COLUMBIA - A lawsuit has been filed against the Phi Gamma Delta organization, a fraternity at the center of a hazing investigation at the University of Missouri. 

MU student Danny Santulli ended up in the hospital during the early morning hours on Oct. 20, 2021, after alcohol hazing at the fraternity commonly known as Fiji, a lawsuit claims. 

Danny Santulli

Danny Santulli

According to the lawsuit filed by Santulli’s parents in Boone County Circuit Court, the 19-year-old remains “unresponsive, unaware of his surroundings, unable to communicate and [with] a significant injury to his brain”

The family, from Eden Prairie, Minn., is represented by David Bianchi, an attorney from Miami who specializes in hazing litigation.

"This is the worst injury I have ever seen with any hazing victim at any time of 30 years of doing this," Santulli said.

Santulli’s blood-alcohol content at that time was an astonishing 0.486, more than six times the legal limit to drive, the lawsuit said.

"He's unable to speak, unable to walk, unable to communicate or respond in any way," Bianchi said.

The lawsuit goes into great detail about the night Santulli was sent to the hospital. 

Danny Santulli

Danny Santulli

"There's tremendous peer pressure applied to the pledges who were there that night to drink all of the alcohol.

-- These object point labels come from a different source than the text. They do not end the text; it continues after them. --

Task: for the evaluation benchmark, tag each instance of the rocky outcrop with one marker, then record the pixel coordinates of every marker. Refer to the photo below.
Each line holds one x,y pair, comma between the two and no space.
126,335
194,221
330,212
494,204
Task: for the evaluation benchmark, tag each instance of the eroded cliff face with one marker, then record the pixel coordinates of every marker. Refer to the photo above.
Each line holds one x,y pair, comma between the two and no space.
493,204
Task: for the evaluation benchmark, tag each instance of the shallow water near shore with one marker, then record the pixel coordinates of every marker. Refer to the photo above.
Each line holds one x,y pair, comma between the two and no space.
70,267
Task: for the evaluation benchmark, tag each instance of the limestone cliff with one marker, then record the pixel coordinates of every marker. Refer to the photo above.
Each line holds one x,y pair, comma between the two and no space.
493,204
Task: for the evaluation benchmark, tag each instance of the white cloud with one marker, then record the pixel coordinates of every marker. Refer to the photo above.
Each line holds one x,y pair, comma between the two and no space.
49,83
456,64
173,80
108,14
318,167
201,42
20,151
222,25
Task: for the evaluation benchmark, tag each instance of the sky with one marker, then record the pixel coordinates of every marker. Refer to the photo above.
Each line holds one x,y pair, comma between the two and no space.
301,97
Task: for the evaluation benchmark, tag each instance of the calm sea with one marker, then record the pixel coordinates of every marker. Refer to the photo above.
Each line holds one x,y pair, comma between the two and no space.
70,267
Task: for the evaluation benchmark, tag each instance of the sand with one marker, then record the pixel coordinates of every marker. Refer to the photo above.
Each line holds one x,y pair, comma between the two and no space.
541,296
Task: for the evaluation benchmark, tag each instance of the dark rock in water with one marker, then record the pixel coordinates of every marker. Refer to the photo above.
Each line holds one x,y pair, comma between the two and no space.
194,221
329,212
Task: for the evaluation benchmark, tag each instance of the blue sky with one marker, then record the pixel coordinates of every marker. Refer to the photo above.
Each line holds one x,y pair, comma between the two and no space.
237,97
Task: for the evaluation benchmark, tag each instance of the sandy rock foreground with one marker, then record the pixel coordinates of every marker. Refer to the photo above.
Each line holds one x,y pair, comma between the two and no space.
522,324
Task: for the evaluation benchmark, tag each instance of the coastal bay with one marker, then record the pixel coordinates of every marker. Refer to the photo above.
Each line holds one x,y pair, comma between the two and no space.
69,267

And if they want to stop, they're made fun of and they're ridiculed, and therefore they keep going," Bianchi said. "Danny specifically said that he wanted to stop. And they responded no, and they made fun of him. So he kept drinking. And eventually he collapsed."

The Columbia Missourian reported that MU’s Fiji chapter has violated university regulations on several occasions. Since 2017, Phi Gamma Delta has six documented violations of alcohol distribution policies and two hazing violations, according to MU’s records.

The national Phi Gamma Delta organization is also a defendant in the suit. Members of the MU chapter’s executive board, which includes current students, are also named as defendants.

The national fraternity and university both suspended the local chapter almost immediately following the incident.

Daniel Santulli’s blood-alcohol content at that time was an astonishing 0.486, more than six times the legal limit to drive.

The executive director of the Phi Gamma Delta fraternity responded to KOMU 8 in an email with the following statement:

"Our thoughts and prayers are with Danny and the Santulli family during this difficult time.

We have received the civil complaint and are reviewing it. The chapter at the University of Missouri is suspended by the International Fraternity and we continue to provide support and cooperation when requested by local authorities as they pursue their investigation. We expect all chapters and members to follow the law and abide by the Fraternity’s policies which prohibit hazing and the provision of alcohol to minors."

Santulli's family, on behalf of their lawyer, said this situation should have been prevented. 

"This family, like every other family I've represented where their sons were subjected to this, they feel the same way. They, number one, they can't cannot understand why these things keep occurring," Bianchi said. "So much effort has been put forth nationally to stop it. They don't understand how it can keep happening. They don't understand how the fraternity members can get away with these things."